Malicious URL fraud with Unicode
Malicious URL fraud with Unicode - difficult for reviewers and CIs to detect
When attackers replace letters in URLs with Unicode characters that look the same, it is difficult to detect. A new CI job provides a remedy.
In his blog, security researcher and curl maintainer Daniel Stenberg has drawn attention to a security problem caused by Unicode fraud that is difficult for reviewers, mergers and CI jobs to detect.
In his blog, Stenberg shows how an attacker replaces a common ASCII character in the code with an almost identical one from the Unicode table. This is not recognizable in the code editor, but results in a different URL, for example, behind which malicious code can be hidden. As an example, the blogger uses an Armenian g.
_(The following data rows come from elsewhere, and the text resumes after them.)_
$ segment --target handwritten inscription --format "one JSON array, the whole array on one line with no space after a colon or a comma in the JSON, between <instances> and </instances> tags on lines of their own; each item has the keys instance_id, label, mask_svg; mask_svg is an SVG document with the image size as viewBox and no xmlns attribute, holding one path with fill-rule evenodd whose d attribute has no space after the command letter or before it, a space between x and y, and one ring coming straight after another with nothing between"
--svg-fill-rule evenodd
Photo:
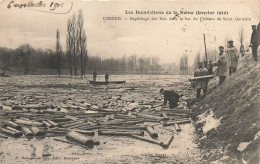
<instances>
[{"instance_id":1,"label":"handwritten inscription","mask_svg":"<svg viewBox=\"0 0 260 164\"><path fill-rule=\"evenodd\" d=\"M72 9L73 3L65 4L59 2L49 2L48 4L44 1L33 2L28 1L27 3L17 3L11 1L8 5L8 9L30 9L40 12L47 12L53 14L66 14ZM64 9L64 10L63 10ZM58 10L58 12L56 12Z\"/></svg>"}]
</instances>

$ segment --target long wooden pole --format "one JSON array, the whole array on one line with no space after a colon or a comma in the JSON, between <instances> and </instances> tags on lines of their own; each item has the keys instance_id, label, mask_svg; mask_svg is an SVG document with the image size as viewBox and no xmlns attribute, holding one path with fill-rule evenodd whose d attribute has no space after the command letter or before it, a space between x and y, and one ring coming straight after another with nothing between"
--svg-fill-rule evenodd
<instances>
[{"instance_id":1,"label":"long wooden pole","mask_svg":"<svg viewBox=\"0 0 260 164\"><path fill-rule=\"evenodd\" d=\"M203 34L203 38L204 38L204 47L205 47L206 62L208 63L208 55L207 55L207 47L206 47L206 38L205 38L205 34Z\"/></svg>"}]
</instances>

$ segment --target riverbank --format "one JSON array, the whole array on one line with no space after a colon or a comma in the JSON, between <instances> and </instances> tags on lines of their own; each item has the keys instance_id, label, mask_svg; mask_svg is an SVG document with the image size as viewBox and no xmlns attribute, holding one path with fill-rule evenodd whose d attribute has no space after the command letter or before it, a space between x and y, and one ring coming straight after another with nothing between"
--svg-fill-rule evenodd
<instances>
[{"instance_id":1,"label":"riverbank","mask_svg":"<svg viewBox=\"0 0 260 164\"><path fill-rule=\"evenodd\" d=\"M257 163L259 158L260 63L247 54L222 86L209 83L210 94L191 108L207 162Z\"/></svg>"}]
</instances>

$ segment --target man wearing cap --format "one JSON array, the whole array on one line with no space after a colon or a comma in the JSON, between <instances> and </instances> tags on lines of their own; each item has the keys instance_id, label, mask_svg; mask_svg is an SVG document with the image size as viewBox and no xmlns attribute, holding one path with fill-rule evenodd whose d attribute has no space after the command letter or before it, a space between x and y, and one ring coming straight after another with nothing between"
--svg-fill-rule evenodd
<instances>
[{"instance_id":1,"label":"man wearing cap","mask_svg":"<svg viewBox=\"0 0 260 164\"><path fill-rule=\"evenodd\" d=\"M226 79L227 72L227 59L223 46L219 46L219 59L214 63L214 66L218 66L217 76L219 77L219 85L221 85Z\"/></svg>"},{"instance_id":2,"label":"man wearing cap","mask_svg":"<svg viewBox=\"0 0 260 164\"><path fill-rule=\"evenodd\" d=\"M255 61L257 61L257 49L259 46L259 33L256 29L256 25L252 25L252 35L249 47L252 48L252 54Z\"/></svg>"},{"instance_id":3,"label":"man wearing cap","mask_svg":"<svg viewBox=\"0 0 260 164\"><path fill-rule=\"evenodd\" d=\"M231 76L237 70L237 64L238 64L238 58L239 58L238 50L236 47L234 47L232 40L228 41L227 54L228 54L229 63L230 63L229 76Z\"/></svg>"},{"instance_id":4,"label":"man wearing cap","mask_svg":"<svg viewBox=\"0 0 260 164\"><path fill-rule=\"evenodd\" d=\"M176 108L178 106L178 102L180 99L178 93L176 93L173 90L164 90L163 88L160 90L160 93L164 95L163 105L166 105L167 101L169 101L171 109Z\"/></svg>"},{"instance_id":5,"label":"man wearing cap","mask_svg":"<svg viewBox=\"0 0 260 164\"><path fill-rule=\"evenodd\" d=\"M213 64L211 63L211 60L209 60L208 71L209 75L213 75Z\"/></svg>"},{"instance_id":6,"label":"man wearing cap","mask_svg":"<svg viewBox=\"0 0 260 164\"><path fill-rule=\"evenodd\" d=\"M203 68L203 63L199 62L198 65L199 68L196 69L194 73L194 77L208 75L208 70L207 68ZM197 96L196 96L197 98L200 98L201 89L203 90L205 96L207 94L207 89L208 89L208 79L200 79L195 81L195 88L197 90Z\"/></svg>"}]
</instances>

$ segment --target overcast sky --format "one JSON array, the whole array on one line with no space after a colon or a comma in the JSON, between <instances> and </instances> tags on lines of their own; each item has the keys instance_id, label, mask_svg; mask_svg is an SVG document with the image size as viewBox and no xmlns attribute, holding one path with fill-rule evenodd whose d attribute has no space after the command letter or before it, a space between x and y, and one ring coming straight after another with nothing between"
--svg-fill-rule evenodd
<instances>
[{"instance_id":1,"label":"overcast sky","mask_svg":"<svg viewBox=\"0 0 260 164\"><path fill-rule=\"evenodd\" d=\"M27 2L26 0L15 1ZM38 2L38 1L35 1ZM50 4L50 1L45 1ZM64 8L57 12L72 10L68 14L52 14L28 9L11 7L10 0L0 1L0 46L17 48L29 43L34 48L55 49L57 28L61 31L63 50L66 49L66 24L68 18L78 9L83 9L87 48L89 55L102 57L122 57L136 55L160 58L161 63L178 63L180 56L187 54L190 64L198 51L204 52L203 33L206 34L207 46L215 49L224 44L226 37L234 40L239 48L238 31L245 30L245 44L249 44L251 25L257 24L251 13L248 1L62 1ZM219 17L251 18L251 21L104 21L103 17L173 17L174 15L126 15L128 11L228 11L228 15ZM206 17L192 15L193 18ZM181 15L185 17L185 15ZM217 17L208 16L208 17ZM187 52L186 52L187 51Z\"/></svg>"}]
</instances>

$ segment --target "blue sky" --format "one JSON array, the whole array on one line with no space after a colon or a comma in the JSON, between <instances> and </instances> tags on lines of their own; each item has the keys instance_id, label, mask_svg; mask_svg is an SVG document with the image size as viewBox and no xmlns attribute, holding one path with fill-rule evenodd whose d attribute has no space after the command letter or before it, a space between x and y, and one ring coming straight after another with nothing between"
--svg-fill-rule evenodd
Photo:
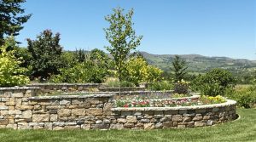
<instances>
[{"instance_id":1,"label":"blue sky","mask_svg":"<svg viewBox=\"0 0 256 142\"><path fill-rule=\"evenodd\" d=\"M17 40L26 46L26 38L50 29L65 50L105 50L104 16L117 7L134 9L140 51L256 60L254 0L27 0L32 16Z\"/></svg>"}]
</instances>

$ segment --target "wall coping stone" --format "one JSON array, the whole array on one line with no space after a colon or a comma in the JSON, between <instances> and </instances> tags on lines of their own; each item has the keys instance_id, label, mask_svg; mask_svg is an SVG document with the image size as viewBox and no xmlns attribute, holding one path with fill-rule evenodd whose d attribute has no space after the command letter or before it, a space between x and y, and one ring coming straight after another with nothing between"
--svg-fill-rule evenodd
<instances>
[{"instance_id":1,"label":"wall coping stone","mask_svg":"<svg viewBox=\"0 0 256 142\"><path fill-rule=\"evenodd\" d=\"M176 106L176 107L116 107L112 108L113 111L176 111L176 110L197 110L208 109L216 107L230 106L236 104L236 101L226 99L227 101L221 104L212 104L195 106Z\"/></svg>"},{"instance_id":2,"label":"wall coping stone","mask_svg":"<svg viewBox=\"0 0 256 142\"><path fill-rule=\"evenodd\" d=\"M86 94L86 95L56 95L56 96L36 96L29 97L29 100L38 99L76 99L76 98L102 98L102 97L113 97L113 94Z\"/></svg>"},{"instance_id":3,"label":"wall coping stone","mask_svg":"<svg viewBox=\"0 0 256 142\"><path fill-rule=\"evenodd\" d=\"M39 87L26 87L26 86L15 86L15 87L6 87L6 88L0 88L0 91L5 90L39 90Z\"/></svg>"},{"instance_id":4,"label":"wall coping stone","mask_svg":"<svg viewBox=\"0 0 256 142\"><path fill-rule=\"evenodd\" d=\"M32 83L27 84L27 86L96 86L104 85L103 83Z\"/></svg>"}]
</instances>

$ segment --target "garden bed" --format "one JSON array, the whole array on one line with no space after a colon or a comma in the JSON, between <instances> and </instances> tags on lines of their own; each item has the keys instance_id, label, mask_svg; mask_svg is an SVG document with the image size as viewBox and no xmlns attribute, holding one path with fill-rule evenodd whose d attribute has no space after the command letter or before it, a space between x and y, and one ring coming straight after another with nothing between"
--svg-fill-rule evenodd
<instances>
[{"instance_id":1,"label":"garden bed","mask_svg":"<svg viewBox=\"0 0 256 142\"><path fill-rule=\"evenodd\" d=\"M115 94L36 96L38 88L0 91L0 128L153 129L211 126L236 118L236 101L180 107L114 107Z\"/></svg>"}]
</instances>

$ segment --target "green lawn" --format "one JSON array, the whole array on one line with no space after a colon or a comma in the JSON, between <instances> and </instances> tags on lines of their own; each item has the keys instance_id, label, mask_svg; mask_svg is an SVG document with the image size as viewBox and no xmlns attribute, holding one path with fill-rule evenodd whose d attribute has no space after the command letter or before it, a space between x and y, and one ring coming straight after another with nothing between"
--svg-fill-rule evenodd
<instances>
[{"instance_id":1,"label":"green lawn","mask_svg":"<svg viewBox=\"0 0 256 142\"><path fill-rule=\"evenodd\" d=\"M164 130L9 130L0 141L256 141L256 109L238 109L239 120L212 127Z\"/></svg>"}]
</instances>

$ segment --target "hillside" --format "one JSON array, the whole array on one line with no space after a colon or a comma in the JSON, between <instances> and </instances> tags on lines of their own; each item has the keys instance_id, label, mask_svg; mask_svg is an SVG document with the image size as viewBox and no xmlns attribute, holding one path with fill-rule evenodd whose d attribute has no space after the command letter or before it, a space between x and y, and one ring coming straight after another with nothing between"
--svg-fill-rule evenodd
<instances>
[{"instance_id":1,"label":"hillside","mask_svg":"<svg viewBox=\"0 0 256 142\"><path fill-rule=\"evenodd\" d=\"M151 54L141 52L147 61L163 70L169 70L174 54ZM227 57L207 57L199 54L181 54L189 65L190 72L205 72L212 68L223 68L231 71L255 71L256 60L231 59Z\"/></svg>"}]
</instances>

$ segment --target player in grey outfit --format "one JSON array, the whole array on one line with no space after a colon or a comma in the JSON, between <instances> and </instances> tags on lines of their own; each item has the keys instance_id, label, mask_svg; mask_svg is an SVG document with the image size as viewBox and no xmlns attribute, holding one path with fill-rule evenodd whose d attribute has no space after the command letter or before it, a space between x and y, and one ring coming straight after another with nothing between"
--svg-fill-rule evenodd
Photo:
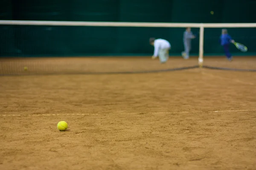
<instances>
[{"instance_id":1,"label":"player in grey outfit","mask_svg":"<svg viewBox=\"0 0 256 170\"><path fill-rule=\"evenodd\" d=\"M191 39L195 38L195 36L191 32L191 28L187 28L183 34L183 42L185 51L181 53L181 55L184 59L189 58L189 51L191 50Z\"/></svg>"}]
</instances>

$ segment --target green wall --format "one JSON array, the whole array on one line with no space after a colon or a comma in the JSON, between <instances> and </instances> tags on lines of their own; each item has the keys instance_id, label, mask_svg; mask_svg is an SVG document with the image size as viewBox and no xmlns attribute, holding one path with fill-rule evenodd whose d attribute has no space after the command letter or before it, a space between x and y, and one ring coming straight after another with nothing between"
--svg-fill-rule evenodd
<instances>
[{"instance_id":1,"label":"green wall","mask_svg":"<svg viewBox=\"0 0 256 170\"><path fill-rule=\"evenodd\" d=\"M166 23L256 23L254 0L2 0L0 20ZM211 15L210 11L215 14ZM235 13L239 12L239 13ZM149 37L183 50L183 28L0 26L0 56L78 56L152 53ZM256 53L256 28L228 29ZM222 53L221 28L205 30L204 52ZM198 28L192 29L198 33ZM198 53L199 40L192 53ZM231 51L239 52L234 47Z\"/></svg>"}]
</instances>

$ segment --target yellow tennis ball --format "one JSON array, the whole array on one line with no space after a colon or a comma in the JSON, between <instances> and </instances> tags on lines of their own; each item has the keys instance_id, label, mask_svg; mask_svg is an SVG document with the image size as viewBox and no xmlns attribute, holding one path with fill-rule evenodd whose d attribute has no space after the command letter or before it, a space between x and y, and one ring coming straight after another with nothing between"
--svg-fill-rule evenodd
<instances>
[{"instance_id":1,"label":"yellow tennis ball","mask_svg":"<svg viewBox=\"0 0 256 170\"><path fill-rule=\"evenodd\" d=\"M67 123L65 121L61 121L58 123L57 128L60 131L65 131L67 129Z\"/></svg>"}]
</instances>

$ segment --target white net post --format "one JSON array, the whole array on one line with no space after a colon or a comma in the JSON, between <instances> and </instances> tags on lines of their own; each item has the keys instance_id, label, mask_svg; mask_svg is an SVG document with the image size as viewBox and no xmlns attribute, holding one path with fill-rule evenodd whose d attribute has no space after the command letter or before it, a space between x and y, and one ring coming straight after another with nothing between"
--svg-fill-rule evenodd
<instances>
[{"instance_id":1,"label":"white net post","mask_svg":"<svg viewBox=\"0 0 256 170\"><path fill-rule=\"evenodd\" d=\"M200 26L200 33L199 35L199 57L198 57L198 65L199 67L203 66L204 62L204 25Z\"/></svg>"}]
</instances>

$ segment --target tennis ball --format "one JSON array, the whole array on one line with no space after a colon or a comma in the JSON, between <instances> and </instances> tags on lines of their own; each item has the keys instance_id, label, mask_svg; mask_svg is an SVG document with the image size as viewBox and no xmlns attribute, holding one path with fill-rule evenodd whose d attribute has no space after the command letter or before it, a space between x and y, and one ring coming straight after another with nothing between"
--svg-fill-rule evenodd
<instances>
[{"instance_id":1,"label":"tennis ball","mask_svg":"<svg viewBox=\"0 0 256 170\"><path fill-rule=\"evenodd\" d=\"M57 128L60 131L65 131L67 129L67 123L65 121L61 121L58 123Z\"/></svg>"}]
</instances>

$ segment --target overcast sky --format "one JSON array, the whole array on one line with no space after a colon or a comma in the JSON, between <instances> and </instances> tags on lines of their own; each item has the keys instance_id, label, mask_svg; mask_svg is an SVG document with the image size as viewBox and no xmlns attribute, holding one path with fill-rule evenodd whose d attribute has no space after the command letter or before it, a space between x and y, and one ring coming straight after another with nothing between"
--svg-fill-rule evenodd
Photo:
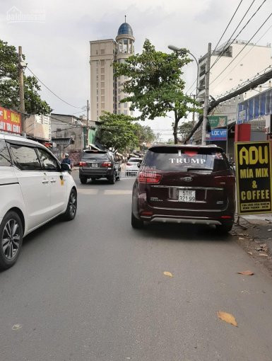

The number of possible mix-ups is large: the many similar characters can be listed on the Unicode.org website, here in the image using the example from heise.
Restrict Unicode
Although the diff view on GitHub shows a changed paragraph in red for the g replaced in the URL, no difference is visible to the human eye and a maintainer may be inclined to simply wave the change through. In contrast, Gitea, which specializes in code review, warns about the nature of the change: "This line has ambiguous unicode characters".
As a countermeasure, Stenberg's Curl project has added a special CI job that checks where Unicode is allowed and where it is not. According to Stenberg, GitHub has also taken on the problem and wants to fix it.